Hello,
I’ve been banging my head on a bug I have with a CUDA kernel for a couple of days now. It only occurs under very specific compile-time circumstances. I have a kernel that attempts convolution. It works under most cases, but there are a few that cause errors. For my test case, I set both arrays to 1’s with leading and/or trailing 0’s so if statements don’t need to occur. This means that in the result array, index 0 should contain 1, index 1 should contain 2, …, and then halfway it reverses and index n-2 should contain 2, and index n-1 should contain 1. This works for the majority of test cases, but with the two initial arrays set to sizes of 44100 with 512 threads per block and 256 blocks per grid, launched as 1 grid, some data in the middle is scrambled. I can’t tell exactly what it’s doing, but blocks 54-56 contain smaller numbers than they should, but still increasing. It gets to the halfway index (though it is NOT the correct value), and reverses, the numbers decreasing. But then at some point (always the same point), and not aligned on a block boundary, 3 blocks (512x3 = 1536 indexes) repeat the same number (41284), then continues decreasing and ending at 1. I have tested this many ways. First, I have added a statement in the kernel as follows:
if(index == 27649) //where index 27649 is one of the affected indexes
{
result[0] = sum;
}
And sure enough, the result array contains the correct result at index 0, with 0’s as all the other values. I have also tested such that as the sum is being totaled, it is written to consecutive indexes in the result array, such as:
for(j = 0; j < size; j++)
{
sum += arr1[j] * arr2[index - j];
if(index == 27649) //where index 27649 is one of the affected indexes
{
result[tempIndex++] = sum;
}
}
After this runs, the result array contains the values: 1,2,3,4,5,6,…,27650 like it should. This means that the correct value is being computed. But the last thing I tested is where I really can’t figure out what’s going on. In the kernel, after the sum has been computed, I have an if statement:
if(sum < 44101) //this includes all the numbers that should be calculated (since there are 44100 numbers, 44100 should be the largest number for an input of all 1's)
{
result[index] = sum;
}
When this runs, the result array contains the pattern I first described above with the repeating numbers and duplicates. Now, if I comment that out and in it’s place instead put:
if(sum == 44000) //this number should be in the output (it is less than 44100) and greater than 0
{
result[index] = sum;
}
The result contains all 0’s except for the two indexes that should contain 44000 (as it should). However, using the first if statement, the number 44000 is nowhere to be found (since the index that should produce it is one of the affected indexes and contains a different number). I have verified all these findings by writing the result array to a file and scanning it by hand and by using the find functionality of Visual Studio 2010 (since it contains 88199 float values, each on a separate line). Keep in mind that if I change the block size to 512, it works properly. Or 128. Or the number of threads to 256. Or change both. Or change the size of the arrays so that the first one is 44100*3 values, and the second is 16382 values.

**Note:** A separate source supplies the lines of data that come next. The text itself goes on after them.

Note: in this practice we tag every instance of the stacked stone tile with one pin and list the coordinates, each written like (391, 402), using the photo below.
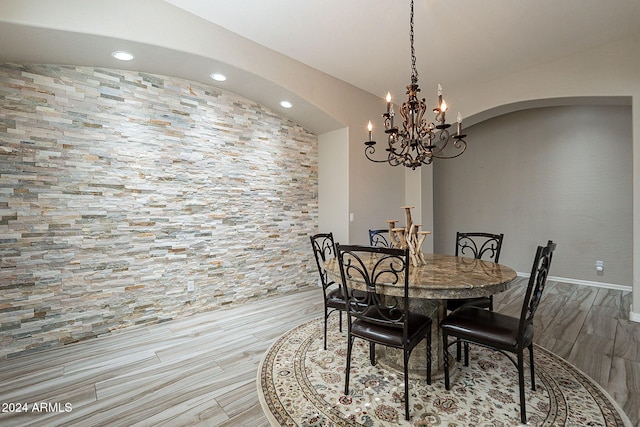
(119, 188)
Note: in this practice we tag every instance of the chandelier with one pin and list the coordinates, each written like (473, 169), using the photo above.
(417, 142)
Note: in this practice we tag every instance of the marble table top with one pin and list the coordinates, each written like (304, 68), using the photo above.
(445, 277)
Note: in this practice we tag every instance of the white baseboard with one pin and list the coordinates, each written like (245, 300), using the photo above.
(586, 283)
(634, 317)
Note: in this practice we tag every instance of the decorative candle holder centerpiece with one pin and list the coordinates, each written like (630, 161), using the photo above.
(408, 237)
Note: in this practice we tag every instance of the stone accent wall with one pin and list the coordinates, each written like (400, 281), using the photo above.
(120, 189)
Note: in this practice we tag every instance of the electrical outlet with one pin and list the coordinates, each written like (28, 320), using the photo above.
(599, 265)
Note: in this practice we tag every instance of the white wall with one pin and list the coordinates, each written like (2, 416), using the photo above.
(559, 173)
(333, 174)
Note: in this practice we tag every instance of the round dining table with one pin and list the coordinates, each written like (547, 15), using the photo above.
(440, 278)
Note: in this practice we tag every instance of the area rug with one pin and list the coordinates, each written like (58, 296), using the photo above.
(300, 384)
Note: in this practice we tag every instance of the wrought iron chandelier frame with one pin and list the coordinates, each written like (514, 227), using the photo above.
(418, 141)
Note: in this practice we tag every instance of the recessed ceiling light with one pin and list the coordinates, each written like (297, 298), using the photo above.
(122, 55)
(218, 77)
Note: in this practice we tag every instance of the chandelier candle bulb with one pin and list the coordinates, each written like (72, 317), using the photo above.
(417, 141)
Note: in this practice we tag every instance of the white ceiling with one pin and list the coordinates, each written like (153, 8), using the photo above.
(363, 42)
(366, 42)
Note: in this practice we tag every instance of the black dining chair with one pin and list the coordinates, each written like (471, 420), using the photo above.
(485, 246)
(386, 322)
(380, 237)
(505, 334)
(480, 246)
(324, 249)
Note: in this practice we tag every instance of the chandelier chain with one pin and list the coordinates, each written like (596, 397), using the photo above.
(417, 141)
(414, 70)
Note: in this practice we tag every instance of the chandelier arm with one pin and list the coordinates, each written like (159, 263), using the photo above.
(416, 141)
(461, 144)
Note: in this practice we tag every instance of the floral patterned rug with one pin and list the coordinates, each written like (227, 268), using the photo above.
(300, 384)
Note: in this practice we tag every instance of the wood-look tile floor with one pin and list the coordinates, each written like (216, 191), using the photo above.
(202, 370)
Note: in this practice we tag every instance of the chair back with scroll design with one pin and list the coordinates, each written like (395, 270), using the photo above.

I don’t understand how this could be where one run of the program shows that there is a result of 44000, and the other doesn’t. Everything is determined at compile time (even the threads per block and number of blocks), so there is no chance of run-time “contamination” to change the results. Does this sound like it could be an nvcc/cuda bug? If so, I can try to provide more of the kernel if it is needed.
My system information:
CUDA and the SDK are the newest (just downloaded today after this happened on 3.2 RC). I am using Visual Studio 2010 with Visual Studio 2008’s compiler. Intel core i7 920 at 2.66Ghz, 6GB DDR3 RAM, PC built by myself (not Dell, HP, etc…), running Windows 7 64-bit, with a single GTX260 (factory (EVGA) overclocked to 626MHz). If this does sound like a bug with nvcc/cuda, and you need more information, please let me know.
Thank you for your time,
Andrew